KPMG had been working with a Gupta family company in the mining sector, Oakbay Resources and Energy, for 15 years prior to the revelations of corruption and collusion in 2016, at which point KPMG resigned. The full impact and financial profit that KPMG received is yet to be determined; however, at least one large company has terminated its services with KPMG due to its relationship with Oakbay.
In July 2017, after controversial documents were leaked by the amaBhungane Centre for Investigative Journalism, former chief executive of KPMG South Africa and the former partner that was responsible for audits related to the Gupta family, Moses Kgosana, withdrew from becoming the chairman of Alexander Forbes, a financial services firm.
In 2015, KPMG issued a controversial report that implicated former Finance Minister Pravin Gordhan in the creation of an illegal intelligence gathering unit of the South African Revenue Service (SARS). This report was seen by elements of the media to be part of a wider Gupta-linked state capture conspiracy, with the aim of forcing Gordhan out of his post. The report was withdrawn by KPMG in September 2017, earning the ire of the Commissioner of SARS, Tom Moyane.
After an internal investigation that found work done for the Gupta family fell "considerably short" of the firm's standards and amid rising political and public backlash, KPMG's senior leadership in South Africa, including its chairman Ahmed Jaffer, CEO Trevor Hoole, COO Steven Louw, and five partners, resigned in September 2017.
Save South Africa, a civil-society group, accused KPMG and UK PR firm Bell Pottinger of playing a "central role in facilitating state capture." Numerous South African companies either fired KPMG in the immediate aftermath of the scandal, or were reconsidering their relationships with the firm  with the international chairman of KPMG, John Veihmeyer, apologising for the conduct of the South African arm and the firm pledged to donate fees earned from Gupta businesses, as well as the withdrawn SARS report to anti-corruption activities.
The Swedish member firm was main sponsor for Swedish biathlete Magdalena Forsberg, six-time world champion and two-time Olympic medalist.

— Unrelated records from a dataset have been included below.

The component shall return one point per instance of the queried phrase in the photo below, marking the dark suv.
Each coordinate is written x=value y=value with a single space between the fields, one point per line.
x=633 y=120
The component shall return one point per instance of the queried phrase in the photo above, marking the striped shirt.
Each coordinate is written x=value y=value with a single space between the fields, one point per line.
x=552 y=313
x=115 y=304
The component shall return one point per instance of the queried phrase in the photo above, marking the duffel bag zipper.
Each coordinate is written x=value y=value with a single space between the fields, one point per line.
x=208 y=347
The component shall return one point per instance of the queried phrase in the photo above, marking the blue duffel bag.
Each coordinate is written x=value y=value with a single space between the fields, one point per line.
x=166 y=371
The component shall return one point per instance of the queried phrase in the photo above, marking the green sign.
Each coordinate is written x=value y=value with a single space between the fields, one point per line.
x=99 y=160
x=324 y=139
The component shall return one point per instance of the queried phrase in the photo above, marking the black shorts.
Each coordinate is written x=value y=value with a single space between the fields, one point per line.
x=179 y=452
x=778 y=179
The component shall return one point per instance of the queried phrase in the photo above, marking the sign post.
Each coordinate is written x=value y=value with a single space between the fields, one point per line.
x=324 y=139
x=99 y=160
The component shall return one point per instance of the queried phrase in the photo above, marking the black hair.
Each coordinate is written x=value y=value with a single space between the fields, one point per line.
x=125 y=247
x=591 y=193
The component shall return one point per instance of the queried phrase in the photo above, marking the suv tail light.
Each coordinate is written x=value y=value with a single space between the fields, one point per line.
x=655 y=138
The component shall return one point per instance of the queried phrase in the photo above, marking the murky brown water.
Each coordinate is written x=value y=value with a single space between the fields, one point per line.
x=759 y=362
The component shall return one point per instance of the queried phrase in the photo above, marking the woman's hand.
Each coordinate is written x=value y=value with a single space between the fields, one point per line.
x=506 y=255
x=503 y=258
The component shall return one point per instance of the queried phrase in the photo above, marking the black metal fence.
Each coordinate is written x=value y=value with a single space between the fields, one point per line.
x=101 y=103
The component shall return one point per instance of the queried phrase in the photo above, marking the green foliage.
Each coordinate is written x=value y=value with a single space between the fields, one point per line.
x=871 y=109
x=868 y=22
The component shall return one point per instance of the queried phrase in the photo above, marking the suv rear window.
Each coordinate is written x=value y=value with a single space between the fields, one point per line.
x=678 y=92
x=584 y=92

Forsberg was working as a tax consultant at the KPMG Sundsvall office parallel to her athletic career.
In February 2008, Phil Mickelson, ranked one of the best golfers in the world, signed a three-year global sponsorship deal with KPMG. As part of the agreement, Mickelson was to wear the KPMG logo on his headwear during all golf related appearances.
The Canadian member firm sponsored skier Alexandre Bilodeau, who won the first gold medal for Canada on home soil in the 2010 Vancouver Olympics. Alexandre's father is a tax partner in the Montreal office.
KPMG and McLaren Technology Group have formed a strategic alliance to apply McLaren Applied Technologies' (MAT) predictive analytics and technology to KPMG's audit and advisory services. McLaren 2015 Formula 1 car has the KPMG logo engraved above the pilot seat.
KPMG ranked in the top two overall in Consultancy Rankings 2009 by OpRisk & Compliance – in recognition of KPMG's experience in risk management.
In 2011, the company was ranked second on the World's Best Outsourcing Advisors – in recognition of the firm's depth of experience, global reach and holistic approach. That same year, the company was inducted into Working Mother Hall of Fame after being honored for 15 years as one of Working Mother magazine's 100 Best Companies for Working Mothers. KPMG was ranked number 13 in Consulting Magazine's Best Firms to Work for in 2016.
In 2017, KPMG was ranked 29th on Fortune list of 100 best companies to work for. That same year, KPMG, along with PwC, Deloitte, and PA Consulting Group, were among the UK's 25 top companies to work for.